Portuguese prime minister tries to defuse crisis
LISBON (Reuters) - Portugal's prime minister and his junior coalition partner in the government attempted on Wednesday to cool tempers in a political crisis that could derail Lisbon's efforts to emerge from its international bailout.
Prime Minister Pedro Passos Coelho said his government would survive the crisis created by the resignations of Foreign Minister Paulo Portas and his finance minister this week, which have threatened to deprive it of a majority in parliament
"I am confident that we will be able to overcome this difficulty," Passos Coelho told journalists after a meeting of European leaders to discuss youth unemployment in Berlin.
Portas's rightist CDS-PP party met all day on Wednesday and decided their leader would talk to the prime minister in an attempt to find a way out of their dispute, the worst political rift since Portugal received a bailout in 2011.

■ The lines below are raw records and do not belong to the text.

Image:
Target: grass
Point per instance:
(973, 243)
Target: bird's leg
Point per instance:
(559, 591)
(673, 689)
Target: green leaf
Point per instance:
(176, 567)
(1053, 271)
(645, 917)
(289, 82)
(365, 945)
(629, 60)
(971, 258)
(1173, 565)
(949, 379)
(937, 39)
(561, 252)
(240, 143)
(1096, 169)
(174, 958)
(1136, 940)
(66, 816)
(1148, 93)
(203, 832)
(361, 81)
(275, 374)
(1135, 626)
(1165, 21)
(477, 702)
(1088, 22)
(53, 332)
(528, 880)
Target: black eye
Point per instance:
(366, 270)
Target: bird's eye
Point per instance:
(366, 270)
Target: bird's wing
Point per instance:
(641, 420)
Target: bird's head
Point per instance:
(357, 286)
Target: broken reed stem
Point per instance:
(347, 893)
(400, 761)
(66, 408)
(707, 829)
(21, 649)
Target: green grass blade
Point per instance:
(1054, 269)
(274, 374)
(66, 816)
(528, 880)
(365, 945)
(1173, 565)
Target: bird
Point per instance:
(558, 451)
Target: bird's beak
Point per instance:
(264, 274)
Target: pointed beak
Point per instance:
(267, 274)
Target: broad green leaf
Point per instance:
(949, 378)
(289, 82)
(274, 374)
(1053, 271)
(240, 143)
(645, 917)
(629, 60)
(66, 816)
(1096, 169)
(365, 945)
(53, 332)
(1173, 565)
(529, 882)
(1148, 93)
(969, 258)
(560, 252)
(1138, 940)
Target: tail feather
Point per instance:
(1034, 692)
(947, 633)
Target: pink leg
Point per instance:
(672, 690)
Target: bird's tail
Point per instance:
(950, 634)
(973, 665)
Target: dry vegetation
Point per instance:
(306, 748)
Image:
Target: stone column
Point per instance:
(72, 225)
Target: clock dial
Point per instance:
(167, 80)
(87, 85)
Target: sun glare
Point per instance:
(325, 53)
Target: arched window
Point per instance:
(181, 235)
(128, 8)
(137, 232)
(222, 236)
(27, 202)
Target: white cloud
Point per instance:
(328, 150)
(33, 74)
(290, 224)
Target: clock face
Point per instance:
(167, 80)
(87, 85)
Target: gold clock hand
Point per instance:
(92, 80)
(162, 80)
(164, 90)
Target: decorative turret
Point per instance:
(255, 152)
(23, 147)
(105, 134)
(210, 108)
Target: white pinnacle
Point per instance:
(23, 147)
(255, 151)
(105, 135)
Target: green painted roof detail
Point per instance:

Luis Queiro, a senior member of the CDS-PP, said the talks would aim to "define the circumstances that guarantee a viable solution to the governing of Portugal".
Despite the moves to heal the rift, which was sparked by deep and growing misgivings in Portugal over the government's relentless austerity drive to meet the terms of its bailout, many analysts said it was only a question of time before the government fell.
President Anibal Cavaco Silva's office said he had begun meetings with political parties to seek a solution, which would go on through the week.
OPPOSITION WANTS ELECTION
Antonio Jose Seguro, leader of the main opposition Socialists, made clear after meeting the president that his party wanted an early election.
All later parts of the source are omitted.